Гаранин обидчиво заявил, что голова у него в порядке, а Орехов в самом деле пропал. Уполз за камнем и к ходу сообщения не возвратился. Гаранин ему покричал, но Орехов не отозвался. Тогда он стал его искать. Прополз вдоль хода сообщения и не нашел. Ночь, сами знаете, какая была, хоть глаз еыколи. Своих ботинок не видно, где уж тут кого разыщешь. Как светать стало, Гаранин еще покричал, потом ушел в роту.
— Стенку я клал так, как вы велели, с мохом, — закончил он свой рассказ.
— Ночью по вас стреляли? — спросил сержант.
— Нет, тихо было. Левее, за пригорком, раза три из пулемета шпарили, а у нас было тихо.
Лейтенант приказал Кононову идти с Гараниным на розыски Орехова.
Сержант проверил обойму в винтовке, и они пошли.
Кононов молча разглядывал из–за скалы голый склон, по которому наискось тянулся неоконченный ход сообщения.
— Слышь, сержант, может, Орехов к немцам убег?
Кононов неторопливо повернул к Гаранину усатое лицо и постучал по лбу согнутым пальцем.
По ходу сообщения они миновали половину простреливаемого участка. Дальше стенка обрывалась. Значит, отсюда уполз ночью Орехов за очередным камнем.
— Пошли. — Кононов показал на склон. Гаранин испуганно ворохнул глазами.
— Невозможно туда, товарищ сержант. Немцы насквозь из пулемета бьют.
— Пойдешь или нет? — глядя в бегающие глаза Гаранина, спросил сержант и стал поднимать винтовку.

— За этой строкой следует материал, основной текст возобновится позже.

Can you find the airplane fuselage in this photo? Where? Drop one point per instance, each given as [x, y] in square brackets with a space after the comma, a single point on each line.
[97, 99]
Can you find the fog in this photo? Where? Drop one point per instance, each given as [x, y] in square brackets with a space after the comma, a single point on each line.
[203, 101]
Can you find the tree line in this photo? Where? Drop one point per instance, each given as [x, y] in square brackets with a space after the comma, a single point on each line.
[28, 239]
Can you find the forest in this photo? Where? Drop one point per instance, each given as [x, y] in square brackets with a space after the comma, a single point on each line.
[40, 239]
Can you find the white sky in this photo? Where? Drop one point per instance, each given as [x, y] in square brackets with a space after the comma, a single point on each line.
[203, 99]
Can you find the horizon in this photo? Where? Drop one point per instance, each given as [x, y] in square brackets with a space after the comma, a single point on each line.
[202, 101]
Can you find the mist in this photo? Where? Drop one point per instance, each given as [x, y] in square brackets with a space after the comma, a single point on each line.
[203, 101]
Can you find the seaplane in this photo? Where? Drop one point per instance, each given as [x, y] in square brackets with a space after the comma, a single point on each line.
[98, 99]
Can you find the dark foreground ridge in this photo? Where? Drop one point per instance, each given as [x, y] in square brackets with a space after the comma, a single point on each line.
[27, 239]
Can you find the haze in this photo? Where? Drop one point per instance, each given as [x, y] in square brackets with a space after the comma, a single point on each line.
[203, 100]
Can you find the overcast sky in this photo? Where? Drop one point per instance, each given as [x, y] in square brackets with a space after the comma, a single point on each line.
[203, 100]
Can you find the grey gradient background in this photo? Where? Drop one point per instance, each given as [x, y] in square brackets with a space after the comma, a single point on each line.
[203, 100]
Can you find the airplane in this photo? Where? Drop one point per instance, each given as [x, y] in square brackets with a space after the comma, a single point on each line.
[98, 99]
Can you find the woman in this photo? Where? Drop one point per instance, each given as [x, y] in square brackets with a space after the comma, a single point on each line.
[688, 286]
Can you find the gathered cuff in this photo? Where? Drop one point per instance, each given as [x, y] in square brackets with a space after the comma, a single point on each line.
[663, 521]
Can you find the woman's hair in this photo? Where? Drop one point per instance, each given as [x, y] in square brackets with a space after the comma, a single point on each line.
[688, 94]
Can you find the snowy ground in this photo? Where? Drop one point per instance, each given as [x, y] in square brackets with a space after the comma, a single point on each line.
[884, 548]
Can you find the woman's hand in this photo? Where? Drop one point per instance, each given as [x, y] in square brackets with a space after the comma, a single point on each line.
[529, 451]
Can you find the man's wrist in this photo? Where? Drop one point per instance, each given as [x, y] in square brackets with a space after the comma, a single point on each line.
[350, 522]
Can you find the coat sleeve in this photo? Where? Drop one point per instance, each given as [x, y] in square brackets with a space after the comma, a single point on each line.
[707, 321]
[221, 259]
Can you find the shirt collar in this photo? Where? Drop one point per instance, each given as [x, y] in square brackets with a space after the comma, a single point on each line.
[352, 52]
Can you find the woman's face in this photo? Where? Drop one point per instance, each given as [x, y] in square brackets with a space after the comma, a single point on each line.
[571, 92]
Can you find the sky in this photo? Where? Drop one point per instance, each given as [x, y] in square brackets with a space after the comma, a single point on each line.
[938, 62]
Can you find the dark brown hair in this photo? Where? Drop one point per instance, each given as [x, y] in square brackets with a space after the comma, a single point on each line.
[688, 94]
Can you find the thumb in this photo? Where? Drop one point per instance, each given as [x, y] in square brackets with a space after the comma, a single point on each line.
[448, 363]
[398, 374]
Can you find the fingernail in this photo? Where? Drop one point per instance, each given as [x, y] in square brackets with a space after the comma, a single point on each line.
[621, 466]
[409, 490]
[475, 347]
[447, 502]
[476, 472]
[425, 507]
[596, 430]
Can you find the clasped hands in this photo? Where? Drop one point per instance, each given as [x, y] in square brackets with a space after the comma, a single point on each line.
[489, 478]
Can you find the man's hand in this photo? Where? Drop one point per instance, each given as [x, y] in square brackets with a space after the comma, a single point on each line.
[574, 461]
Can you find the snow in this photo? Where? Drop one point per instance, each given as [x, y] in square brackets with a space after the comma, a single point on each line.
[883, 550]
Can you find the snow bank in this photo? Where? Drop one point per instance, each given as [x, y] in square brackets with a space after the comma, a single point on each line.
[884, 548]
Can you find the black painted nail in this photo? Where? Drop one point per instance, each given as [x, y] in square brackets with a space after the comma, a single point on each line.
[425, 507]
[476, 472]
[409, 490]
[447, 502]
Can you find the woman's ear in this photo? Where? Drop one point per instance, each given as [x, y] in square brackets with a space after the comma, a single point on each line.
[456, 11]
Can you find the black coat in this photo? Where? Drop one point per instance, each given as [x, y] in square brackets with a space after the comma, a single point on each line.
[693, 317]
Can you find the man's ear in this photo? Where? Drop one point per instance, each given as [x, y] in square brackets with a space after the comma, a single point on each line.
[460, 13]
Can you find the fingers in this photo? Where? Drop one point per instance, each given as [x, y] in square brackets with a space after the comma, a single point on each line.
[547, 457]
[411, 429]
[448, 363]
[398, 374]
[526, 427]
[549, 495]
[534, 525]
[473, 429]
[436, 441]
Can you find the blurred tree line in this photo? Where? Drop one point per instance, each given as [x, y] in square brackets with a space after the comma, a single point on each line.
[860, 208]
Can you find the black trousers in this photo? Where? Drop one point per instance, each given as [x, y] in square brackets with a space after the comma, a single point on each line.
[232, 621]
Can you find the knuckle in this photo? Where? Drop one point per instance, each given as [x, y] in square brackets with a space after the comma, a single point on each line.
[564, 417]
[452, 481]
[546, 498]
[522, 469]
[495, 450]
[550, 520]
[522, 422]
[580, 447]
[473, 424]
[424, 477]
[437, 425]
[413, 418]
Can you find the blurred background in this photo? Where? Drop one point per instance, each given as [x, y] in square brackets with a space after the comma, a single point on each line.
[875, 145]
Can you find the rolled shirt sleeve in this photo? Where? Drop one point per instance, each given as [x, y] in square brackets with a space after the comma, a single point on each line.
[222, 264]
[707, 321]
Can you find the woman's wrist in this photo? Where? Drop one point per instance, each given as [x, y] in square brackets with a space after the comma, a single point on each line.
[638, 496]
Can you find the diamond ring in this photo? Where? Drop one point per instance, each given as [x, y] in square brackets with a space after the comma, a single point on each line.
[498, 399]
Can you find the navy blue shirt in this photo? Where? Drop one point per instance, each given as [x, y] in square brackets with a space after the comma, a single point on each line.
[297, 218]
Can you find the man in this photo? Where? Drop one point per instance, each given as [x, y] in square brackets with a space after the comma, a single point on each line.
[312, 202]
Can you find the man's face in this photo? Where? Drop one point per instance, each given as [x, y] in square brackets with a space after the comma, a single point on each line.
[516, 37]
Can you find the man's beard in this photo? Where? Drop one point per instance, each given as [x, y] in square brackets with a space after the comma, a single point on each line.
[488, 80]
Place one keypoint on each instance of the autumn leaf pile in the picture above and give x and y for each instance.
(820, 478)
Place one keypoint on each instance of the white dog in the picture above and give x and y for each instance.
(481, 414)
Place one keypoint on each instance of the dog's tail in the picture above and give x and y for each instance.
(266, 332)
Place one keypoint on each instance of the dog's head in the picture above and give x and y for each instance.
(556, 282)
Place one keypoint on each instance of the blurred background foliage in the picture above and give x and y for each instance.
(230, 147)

Гаранин торопливо перевалился острым задом через стенку хода сообщения и пополз по склону.
Они облазили метр за метром весь склон, но Орехова не нашли.
Николая привели в роту на следующий день. Он шел, понуро глядя в землю, а за ним рослый солдат в стоптанных ботинках нес на плече вторую винтовку.
— Колька! — обрадованно кинулся к нему Сергей.
— Не подходить! — строго сказал конвоир, и Сергей словно осекся. Он остановился в нескольких шагах от Николая, оглядел его с ног до головы, будто видел впервые, и уселся на уступ.
Рослый солдат отрапортовал Дремову и передал ему лишнюю винтовку.
— Евонная, товарищ лейтенант. Всю дорогу просил меня отдать. Понимаю, конечно, не доведись никому такое дело. Только без приказа я ему винтовку не мог вернуть.
— Бросил он винтовку? — спросил Дремов.
— Нет, товарищ лейтенант, с винтовкой бег… Без шапки. Шапку, видать, где–то посеял, а винтовку мы отобрали.
Дремов доложил капитану Шарову о случившемся.
— Трибунал за такие дела полагается, — сердито пророкотал в трубке голос комбата. — Пораспустили роту…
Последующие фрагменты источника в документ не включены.